FAQ: Untrusted users and HTML
An input form that takes raw HTML. It’s a pretty common thing to see in web apps these days: many comment forms allow HTML, or some subset thereof; many social-network-style applications allow end-users to enter HTML in their profiles; etc. Unfortunately, allowing untrusted users to enter raw HTML is incredibly dangerous; read up on XSS if you don’t know why.
So a common question that comes up in web developer circles deals with how best to "escape" user-entered HTML so that is safe for presentation. Though this seems easy, it’s actually incredibly difficult — see Whitelist, Don’t Blacklist for an introduction. I’ve literally seen hundreds of recipes for stripping unsafe HTML that are about as effective as a screen door on a submarine.
I’d like to answer the question once and for all:
No method of displaying untrusted HTML is 100% safe.

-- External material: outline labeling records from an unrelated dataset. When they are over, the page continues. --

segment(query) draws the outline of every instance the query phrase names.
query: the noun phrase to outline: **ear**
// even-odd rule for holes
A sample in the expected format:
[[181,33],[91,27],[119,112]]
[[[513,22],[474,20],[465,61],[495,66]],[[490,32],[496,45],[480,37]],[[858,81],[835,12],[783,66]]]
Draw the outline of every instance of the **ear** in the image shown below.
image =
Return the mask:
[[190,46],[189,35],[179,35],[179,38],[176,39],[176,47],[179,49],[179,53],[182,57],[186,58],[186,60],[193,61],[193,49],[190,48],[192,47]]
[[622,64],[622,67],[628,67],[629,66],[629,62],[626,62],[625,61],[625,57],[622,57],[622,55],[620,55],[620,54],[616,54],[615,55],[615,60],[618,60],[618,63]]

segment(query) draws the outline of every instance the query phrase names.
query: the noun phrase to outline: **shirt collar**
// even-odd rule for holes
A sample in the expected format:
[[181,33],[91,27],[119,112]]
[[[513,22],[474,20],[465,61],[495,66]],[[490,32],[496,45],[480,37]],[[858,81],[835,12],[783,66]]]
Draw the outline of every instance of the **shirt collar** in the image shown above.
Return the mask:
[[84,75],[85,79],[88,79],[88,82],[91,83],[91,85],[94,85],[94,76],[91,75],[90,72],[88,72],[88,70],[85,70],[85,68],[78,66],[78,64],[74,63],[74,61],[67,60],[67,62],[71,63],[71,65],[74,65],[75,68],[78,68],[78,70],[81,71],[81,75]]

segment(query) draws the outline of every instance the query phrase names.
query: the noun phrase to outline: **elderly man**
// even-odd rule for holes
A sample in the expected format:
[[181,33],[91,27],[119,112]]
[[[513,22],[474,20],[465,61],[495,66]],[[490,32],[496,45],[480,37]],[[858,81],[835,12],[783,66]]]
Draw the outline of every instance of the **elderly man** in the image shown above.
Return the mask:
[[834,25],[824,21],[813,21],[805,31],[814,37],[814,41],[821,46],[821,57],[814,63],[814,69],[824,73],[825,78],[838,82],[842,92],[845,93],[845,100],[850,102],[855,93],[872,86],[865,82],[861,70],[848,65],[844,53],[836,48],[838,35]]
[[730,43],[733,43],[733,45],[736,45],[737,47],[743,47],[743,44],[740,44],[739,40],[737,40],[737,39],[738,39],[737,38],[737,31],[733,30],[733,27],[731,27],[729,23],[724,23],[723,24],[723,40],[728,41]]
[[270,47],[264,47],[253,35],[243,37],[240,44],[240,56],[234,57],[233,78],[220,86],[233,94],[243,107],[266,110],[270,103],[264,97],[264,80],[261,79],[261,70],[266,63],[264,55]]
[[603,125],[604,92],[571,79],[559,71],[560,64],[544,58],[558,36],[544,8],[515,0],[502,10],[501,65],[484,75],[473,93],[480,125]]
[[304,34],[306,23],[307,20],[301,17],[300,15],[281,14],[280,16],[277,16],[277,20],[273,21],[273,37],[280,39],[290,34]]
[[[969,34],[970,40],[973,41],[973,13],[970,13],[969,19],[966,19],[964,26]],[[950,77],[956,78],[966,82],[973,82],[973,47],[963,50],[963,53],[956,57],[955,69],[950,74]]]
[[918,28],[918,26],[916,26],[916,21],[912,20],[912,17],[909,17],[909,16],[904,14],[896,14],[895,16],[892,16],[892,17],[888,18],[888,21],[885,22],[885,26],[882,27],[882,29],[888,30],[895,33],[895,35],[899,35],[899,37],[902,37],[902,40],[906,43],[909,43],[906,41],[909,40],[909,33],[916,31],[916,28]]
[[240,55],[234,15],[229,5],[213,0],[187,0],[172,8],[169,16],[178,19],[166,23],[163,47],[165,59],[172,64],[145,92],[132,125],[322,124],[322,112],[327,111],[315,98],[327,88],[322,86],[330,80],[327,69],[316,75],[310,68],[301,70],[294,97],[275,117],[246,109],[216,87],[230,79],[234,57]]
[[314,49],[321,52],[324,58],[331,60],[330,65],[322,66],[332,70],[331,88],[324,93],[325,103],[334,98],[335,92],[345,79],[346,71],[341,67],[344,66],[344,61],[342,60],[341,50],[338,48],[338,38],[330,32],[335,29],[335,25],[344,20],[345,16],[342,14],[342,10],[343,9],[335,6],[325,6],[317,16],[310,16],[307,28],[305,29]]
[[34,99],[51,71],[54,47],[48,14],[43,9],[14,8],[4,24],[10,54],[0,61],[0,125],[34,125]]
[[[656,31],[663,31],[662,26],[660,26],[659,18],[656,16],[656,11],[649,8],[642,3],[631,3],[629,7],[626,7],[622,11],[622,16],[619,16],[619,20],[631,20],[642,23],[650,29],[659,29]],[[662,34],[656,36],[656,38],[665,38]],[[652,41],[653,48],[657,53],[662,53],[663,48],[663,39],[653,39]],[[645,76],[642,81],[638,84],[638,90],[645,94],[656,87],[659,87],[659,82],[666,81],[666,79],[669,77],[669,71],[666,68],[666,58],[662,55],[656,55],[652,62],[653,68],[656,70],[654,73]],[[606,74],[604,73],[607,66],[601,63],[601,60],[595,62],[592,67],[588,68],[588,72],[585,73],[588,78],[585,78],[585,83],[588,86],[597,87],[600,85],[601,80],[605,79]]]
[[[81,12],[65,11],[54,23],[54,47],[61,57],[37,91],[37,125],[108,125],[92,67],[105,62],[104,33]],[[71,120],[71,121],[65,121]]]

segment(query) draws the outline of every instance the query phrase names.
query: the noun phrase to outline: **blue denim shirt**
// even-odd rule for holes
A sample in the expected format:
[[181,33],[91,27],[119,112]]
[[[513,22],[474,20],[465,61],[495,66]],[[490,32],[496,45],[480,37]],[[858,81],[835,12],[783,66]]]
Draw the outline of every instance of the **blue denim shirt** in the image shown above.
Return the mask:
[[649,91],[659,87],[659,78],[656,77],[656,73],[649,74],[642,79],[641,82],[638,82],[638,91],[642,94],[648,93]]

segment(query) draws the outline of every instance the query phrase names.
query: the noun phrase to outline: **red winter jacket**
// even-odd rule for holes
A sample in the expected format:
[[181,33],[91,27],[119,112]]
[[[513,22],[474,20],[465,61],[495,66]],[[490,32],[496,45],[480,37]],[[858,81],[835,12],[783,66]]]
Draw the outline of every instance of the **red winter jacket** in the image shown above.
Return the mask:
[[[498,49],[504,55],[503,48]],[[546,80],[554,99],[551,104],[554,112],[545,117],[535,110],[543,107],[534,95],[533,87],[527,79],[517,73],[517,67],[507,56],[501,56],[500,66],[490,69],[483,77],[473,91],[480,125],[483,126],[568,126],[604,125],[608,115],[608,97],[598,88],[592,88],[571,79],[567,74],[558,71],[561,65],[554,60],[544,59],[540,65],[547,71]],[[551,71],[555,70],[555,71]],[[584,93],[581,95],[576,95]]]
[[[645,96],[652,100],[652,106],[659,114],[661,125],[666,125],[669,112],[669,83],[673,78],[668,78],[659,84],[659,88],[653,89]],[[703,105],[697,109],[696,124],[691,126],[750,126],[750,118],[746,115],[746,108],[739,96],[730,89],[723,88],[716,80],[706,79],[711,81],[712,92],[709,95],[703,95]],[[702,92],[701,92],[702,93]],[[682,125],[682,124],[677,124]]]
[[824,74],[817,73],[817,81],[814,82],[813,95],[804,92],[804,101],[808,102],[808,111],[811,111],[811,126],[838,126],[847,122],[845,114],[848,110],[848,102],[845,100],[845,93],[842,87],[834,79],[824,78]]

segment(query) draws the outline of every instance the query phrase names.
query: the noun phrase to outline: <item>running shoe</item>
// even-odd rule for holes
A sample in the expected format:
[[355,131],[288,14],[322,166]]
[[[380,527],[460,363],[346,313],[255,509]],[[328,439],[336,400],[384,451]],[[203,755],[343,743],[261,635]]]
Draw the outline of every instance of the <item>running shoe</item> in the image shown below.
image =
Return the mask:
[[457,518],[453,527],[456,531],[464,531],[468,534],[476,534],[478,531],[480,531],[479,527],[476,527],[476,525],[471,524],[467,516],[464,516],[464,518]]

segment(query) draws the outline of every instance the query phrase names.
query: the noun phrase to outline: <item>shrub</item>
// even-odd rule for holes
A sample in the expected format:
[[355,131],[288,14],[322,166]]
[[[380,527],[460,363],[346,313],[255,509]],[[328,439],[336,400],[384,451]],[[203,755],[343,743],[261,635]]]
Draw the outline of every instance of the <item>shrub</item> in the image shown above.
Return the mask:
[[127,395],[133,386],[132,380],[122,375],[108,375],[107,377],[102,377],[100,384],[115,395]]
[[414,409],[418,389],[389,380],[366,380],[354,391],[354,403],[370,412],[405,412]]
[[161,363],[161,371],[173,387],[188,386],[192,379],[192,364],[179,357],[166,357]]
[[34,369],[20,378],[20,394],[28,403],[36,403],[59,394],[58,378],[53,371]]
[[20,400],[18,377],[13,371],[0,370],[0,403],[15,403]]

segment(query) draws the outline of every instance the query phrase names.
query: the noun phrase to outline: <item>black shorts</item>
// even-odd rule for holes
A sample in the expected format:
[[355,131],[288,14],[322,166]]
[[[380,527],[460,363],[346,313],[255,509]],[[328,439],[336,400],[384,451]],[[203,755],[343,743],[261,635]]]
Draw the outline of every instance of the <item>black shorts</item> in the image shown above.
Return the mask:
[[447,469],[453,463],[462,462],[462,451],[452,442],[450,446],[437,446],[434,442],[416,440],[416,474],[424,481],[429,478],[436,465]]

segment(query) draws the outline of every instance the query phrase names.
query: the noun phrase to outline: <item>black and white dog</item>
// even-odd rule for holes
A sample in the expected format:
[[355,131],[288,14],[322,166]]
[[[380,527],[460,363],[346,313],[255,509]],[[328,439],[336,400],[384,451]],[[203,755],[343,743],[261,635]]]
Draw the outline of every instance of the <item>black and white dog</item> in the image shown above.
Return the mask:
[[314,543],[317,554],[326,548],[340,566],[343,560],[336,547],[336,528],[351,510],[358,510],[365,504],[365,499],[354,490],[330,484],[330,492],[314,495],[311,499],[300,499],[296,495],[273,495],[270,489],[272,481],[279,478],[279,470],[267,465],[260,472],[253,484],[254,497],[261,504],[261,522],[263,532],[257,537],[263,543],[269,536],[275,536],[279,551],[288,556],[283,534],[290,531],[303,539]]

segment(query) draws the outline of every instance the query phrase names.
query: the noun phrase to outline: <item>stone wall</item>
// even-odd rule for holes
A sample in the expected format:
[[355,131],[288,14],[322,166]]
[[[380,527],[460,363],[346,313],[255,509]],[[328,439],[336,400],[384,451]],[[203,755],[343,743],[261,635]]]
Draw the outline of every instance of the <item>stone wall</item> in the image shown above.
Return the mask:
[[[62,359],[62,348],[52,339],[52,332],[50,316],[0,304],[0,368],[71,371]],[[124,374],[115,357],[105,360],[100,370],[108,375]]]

Really. Given the bewildering array of browsers and their bugs as soon as you open up HTML input you’ve exposed yourself to an arms race against XSS (and related) attacks.
Put another way, the only 100% safe form of HTML protection is abstinence: if you can avoid allowing raw HTML input, do so.
One of the great features of alternative markup like Markdown, reStructuredText, bbCode, and their ilk is that they can be transformed into safe HTML. For example, python-markdown has a safe_mode argument that prevents anything dangerous from appearing in your output.
Now, I’ve always thought that abstinence-only education is a crock. I’ve always felt that consenting adults who know the risks and want to proceed anyway should be taught about the most effective forms of protection.
In this case, the most effective protection comes in the form of html5lib specfiically html5lib.filters.sanitizer. This uses a well-tested, centrally-maintained whitelist of safe HTML elements. Because of the quality of that whitelist, html5lib is the safest form of protection against malicious HMTL.
Just remember that abstinence is the only 100% effective method of protection, and non-HTML markup is more fun, anyway.